[Today’s guest article is by Kaine Spitak and Herb Geraghty. Kaine Spitak is a JD candidate at Duquesne University and the President of their school’s LGBT Law Society. Herb Geraghty is the Executive Director of Rehumanize International, a secular non-partisan human rights organization dedicated to creating a culture of peace and life.]
In the wake of the Supreme Court’s Dobbs v. Jackson decision that overturned Roe v. Wade, many have claimed that LGBT rights are “next on the chopping block.” As supporters of both LGBT and prenatal human rights, we decided to evaluate these claims and the Dobbs decision itself to present a counter to this narrative.
While unable to cite any text within the Dobbs majority opinion that validates the assertion that this decision threatens LGBT rights, pro-abortion rights advocates have pointed to Justice Thomas’ concurring opinion which suggested that the Court review all privacy case law – including Obergefell v. Hodges and Lawrence v. Texas, which enshrined the rights to same-sex marriage and sexual intimacy, respectively.

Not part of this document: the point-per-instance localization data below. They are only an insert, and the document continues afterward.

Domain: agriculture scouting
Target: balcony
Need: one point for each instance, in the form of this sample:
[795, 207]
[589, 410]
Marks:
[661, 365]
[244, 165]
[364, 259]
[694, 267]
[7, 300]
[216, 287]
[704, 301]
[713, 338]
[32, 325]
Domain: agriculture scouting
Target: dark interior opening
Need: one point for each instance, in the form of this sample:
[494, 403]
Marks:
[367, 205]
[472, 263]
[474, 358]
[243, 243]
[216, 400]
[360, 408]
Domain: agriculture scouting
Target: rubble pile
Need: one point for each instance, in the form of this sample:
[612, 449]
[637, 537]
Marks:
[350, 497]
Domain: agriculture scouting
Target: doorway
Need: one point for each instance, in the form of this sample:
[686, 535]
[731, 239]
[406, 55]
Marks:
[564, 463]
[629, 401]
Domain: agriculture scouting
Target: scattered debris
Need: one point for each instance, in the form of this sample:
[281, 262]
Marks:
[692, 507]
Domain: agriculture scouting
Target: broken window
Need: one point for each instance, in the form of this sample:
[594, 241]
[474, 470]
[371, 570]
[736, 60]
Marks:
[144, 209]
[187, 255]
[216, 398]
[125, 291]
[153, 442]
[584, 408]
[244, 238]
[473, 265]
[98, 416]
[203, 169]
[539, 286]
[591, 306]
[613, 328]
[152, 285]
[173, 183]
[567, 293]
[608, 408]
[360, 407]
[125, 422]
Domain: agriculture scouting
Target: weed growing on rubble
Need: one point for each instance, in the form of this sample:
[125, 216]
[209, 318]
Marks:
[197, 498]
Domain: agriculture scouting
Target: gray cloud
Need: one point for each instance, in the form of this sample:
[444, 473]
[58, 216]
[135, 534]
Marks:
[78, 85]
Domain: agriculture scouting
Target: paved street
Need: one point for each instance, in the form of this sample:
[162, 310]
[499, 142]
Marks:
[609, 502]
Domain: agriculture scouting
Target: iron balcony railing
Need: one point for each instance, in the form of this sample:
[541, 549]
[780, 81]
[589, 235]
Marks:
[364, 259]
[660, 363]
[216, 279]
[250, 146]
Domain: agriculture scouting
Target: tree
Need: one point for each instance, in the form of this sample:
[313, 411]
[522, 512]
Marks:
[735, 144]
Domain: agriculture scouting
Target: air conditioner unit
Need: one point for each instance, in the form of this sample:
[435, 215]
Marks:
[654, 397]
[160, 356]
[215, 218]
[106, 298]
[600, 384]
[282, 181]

While Thomas’ concurring opinion is certainly problematic for those of us concerned with LGBT rights, it is important to note that it is only the majority opinion accompanying a Supreme Court decision that holds real legal authority. Concurrences and dissents are not binding, and it is only in very rare circumstances that these types of opinions are ever relied upon in future Court decisions. Further, Thomas has made it clear for years that he takes issue with the concept of Substantive Due Process – which is the legal theory that the government may not interfere with certain rights under any circumstances – in general. This encompasses the right to privacy and possibly the first eight Amendments, voting, and the entire political process. Thomas is alone in this crusade. His concurrence in this case only cites his own past concurrences and dissents and four other similarly non-binding opinions from other justices. This means that not only is Thomas’ concurrence in the Dobbs decision without legal authority, but the past opinions he cites to support his position are without legal authority as well, further invalidating his position.
When it comes to attempting to predict how the Supreme Court will handle issues related to already-established LGBT rights in the future, we should instead look at the text of the actual majority opinion. Throughout the opinion, Justice Alito exerted great effort to make clear that no other precedent or privacy right is threatened by the Dobbs decision: “And to ensure that our decision is not misunderstood or mischaracterized, we emphasize that our decision concerns the constitutional right to abortion and no other right. Nothing in this opinion should be understood to cast doubt on precedents that do not concern abortion.”
Not only is this explicitly stated (with Justice Thomas including this same phrasing in his concurrence), but Justice Alito actually cited Obergefell and Lawrence as justification for overturning Roe. He first begins by citing “many other occasions,” in which “this Court has overruled important constitutional decisions.” These cases that concerned the important overturning of precedent included Obergefell, Lawrence, and Griswold. Of all the factors Justice Alito cites as reason for overturning Roe, “an absence of concrete reliance” concerns the fallacy that abortion is included in the right to privacy, because abortion is entirely different from all of the privacy-based rights that the Court has recognized. Justice Alito writes, “None of the other decisions cited by Roe and Casey involved the critical moral question of abortion.” Part of the Supreme Court’s legal justification for enshrining established LGBT rights into precedent was precisely that things like same-sex marriage and intimacy do not harm a third party. Crucially, the Justices conclude, abortion is distinct from LGBT+ and other privacy rights because the act of abortion takes the life of an unborn human being. This legal reasoning behind the Dobbs decision further validates LGBT rights and as a result, creates a stronger level of protection for their standing as precedent in future cases. Members of the LGBT community should be heartened to see that the majority of the Justices agree with Justice Alito on this issue.
An honest reading of the Dobbs case should not lead one to conclude that same-sex marriage or other established privacy based rights are in jeopardy. This is not to say that LGBT people and our allies have nothing to be concerned about. In 2022, the Trevor Project found that 45% of LGBTQ youth seriously considered attempting suicide in the past year, including more than half of transgender and nonbinary youth. LGBT people still face higher rates of violence and discrimination for being who we are. Further, this year has seen a horrific onslaught of anti-LGBT laws and policies being introduced at the state level. In particular, states like Florida moving to exclude gender affirming hormone replacement therapy for transgender patients (including adults) from Medicaid should alarm us all.
In the US today, there are real material threats to LGBT rights, safety, and health. However, they are not coming from the Dobbs decision. Like Obergerfell and Lawrence before it, Dobbs v. Jackson was a necessary step toward justice and a monumental expansion of human rights protections to a marginalized group. Both the unborn and LGBT people deserve to live free from violence, discrimination, and hate. This decision was a step forward into a more just world for all of us.